Americans have fought and died for the right to vote. The alarming developments in this extraordinary election year make clear the fight to exercise that right is far from over, particularly for voters of color in cities like Philadelphia.
The disruptive “poll watchers” the Trump campaign dispatched to the city’s early voting locations — where poll watchers don’t have the right to enter — and the so-called “election integrity” panel Harrisburg Republicans are concocting suggest that partisan attempts to intimidate voters and interfere in the election process are more brazen than at any time in living memory. President Trump, who is trailing Democratic nominee Joe Biden in most polls, including those in Pennsylvania, is laying the groundwork to de-legitimize ballot counts nationwide — and has hinted he might not readily concede to losing, either.
Months before preliminary voting began in September, Trump was seeding doubts and sowing fears about the Nov. 3 election. He proclaimed without evidence last May that the only way he could possibly lose his bid for a second term would be if the voting were “rigged”; made fake claims about the capabilities of the United States Postal Service; and falsely asserted that voting by mail is vulnerable to wholesale fraud — which it is not.
Trump unleashed a barrage of disinformation during last week’s debate. He predicted with almost incantatory fervor that the casting and counting of ballots “will be a disaster” and that declaring a winner may take “months” or even “years.” But as Biden rightly pointed out on the Cleveland debate stage, the president can’t “stop you from being able to determine the outcome” of the election.
Biden’s timely note of reassurance bears repeating: there are more reasons for the electorate to be confident than there are reasons to panic.
Trump’s self-serving predictions of “disaster” and “fraud” impugn the integrity of the public servants and civic-minded volunteers who are the backbone of our locally controlled process of voting. The system is not without flaws. But the traditional American way of casting ballots — including by mail, beginning in the 19th century — has served our country well, as have the Democrats and Republicans who work to make sure every vote is counted.
There is also reason to be confident in the fact that the $2 trillion CARES Act on March 27 included $400 million to states nationwide to help them conduct elections in the face of the pandemic. Pennsylvania received $14.2 million and New Jersey, $10.2 million.
These resources could help reduce the potential for significant errors, delays, and even the exceedingly rare attempts to game the voting system. Local election boards in Pennsylvania and New Jersey need to add staff, secure additional technology, and train additional volunteers to handle the challenges of accommodating in-person, and mail-in, balloting. We have confidence that the technical glitches that confounded early voters at election stations in Philly neighborhoods last week will be corrected. And the discovery that several memory sticks for programming voting machines were stolen from a warehouse in East Falls must be vigorously investigated.
Like the memory-stick theft, questionable mail-in ballots, such as those found after a municipal election in Paterson, N.J., earlier this year, often are identified and investigated. The improper disposal of seven mail-in ballots for Trump in Republican-controlled Luzerne County, Pa. — an incident Trump seized upon during the debate — came to the attention of election officials.

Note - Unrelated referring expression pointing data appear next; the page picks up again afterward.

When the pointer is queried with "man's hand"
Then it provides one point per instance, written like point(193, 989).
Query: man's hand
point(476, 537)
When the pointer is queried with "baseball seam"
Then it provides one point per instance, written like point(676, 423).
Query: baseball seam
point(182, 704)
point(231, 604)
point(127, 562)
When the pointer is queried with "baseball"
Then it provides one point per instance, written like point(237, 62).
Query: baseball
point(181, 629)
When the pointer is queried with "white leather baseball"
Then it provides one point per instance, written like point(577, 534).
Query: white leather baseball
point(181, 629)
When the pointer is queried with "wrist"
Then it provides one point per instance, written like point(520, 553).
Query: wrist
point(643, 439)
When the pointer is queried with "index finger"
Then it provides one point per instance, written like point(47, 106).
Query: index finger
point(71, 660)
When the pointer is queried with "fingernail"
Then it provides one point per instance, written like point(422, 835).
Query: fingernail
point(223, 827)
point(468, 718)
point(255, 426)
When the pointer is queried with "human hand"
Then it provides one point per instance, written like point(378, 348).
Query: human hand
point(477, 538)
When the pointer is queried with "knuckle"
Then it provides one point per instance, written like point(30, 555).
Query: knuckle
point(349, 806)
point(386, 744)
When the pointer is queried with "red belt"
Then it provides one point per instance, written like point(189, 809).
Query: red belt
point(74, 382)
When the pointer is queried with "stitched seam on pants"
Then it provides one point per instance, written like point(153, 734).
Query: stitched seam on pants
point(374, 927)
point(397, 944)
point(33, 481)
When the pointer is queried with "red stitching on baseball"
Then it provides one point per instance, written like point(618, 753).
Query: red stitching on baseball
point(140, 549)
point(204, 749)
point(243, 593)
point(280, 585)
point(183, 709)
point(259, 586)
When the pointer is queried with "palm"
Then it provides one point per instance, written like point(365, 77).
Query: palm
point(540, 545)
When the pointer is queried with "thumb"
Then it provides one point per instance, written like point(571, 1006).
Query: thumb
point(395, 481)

Due to the pandemic, confusion would likely have arisen this year even without the president’s falsehoods. It’s also worth noting that worries surrounding elections have long been mostly about low voter turnout and lack of civic engagement. The turmoil of this election has served to motivate voters, with a record turnout predicted.
Every registered New Jersey voter can expect to receive a mail-in ballot. Pennsylvania voters who wish to use that option must request a mail-in ballot from their county election office before the Oct. 27 deadline. Information is available through those offices or online at VotePa.gov, nj.gov/state/elections, or The Inquirer’s election guide.
It’s incumbent on voters to educate themselves, and for those choosing to vote by mail to do so well in advance of Nov. 3. And it’s the responsibility of local election boards and poll workers to make sure that voters are well served and ballots are properly counted. Pandemic and politics notwithstanding, we are confident this American tradition will be upheld.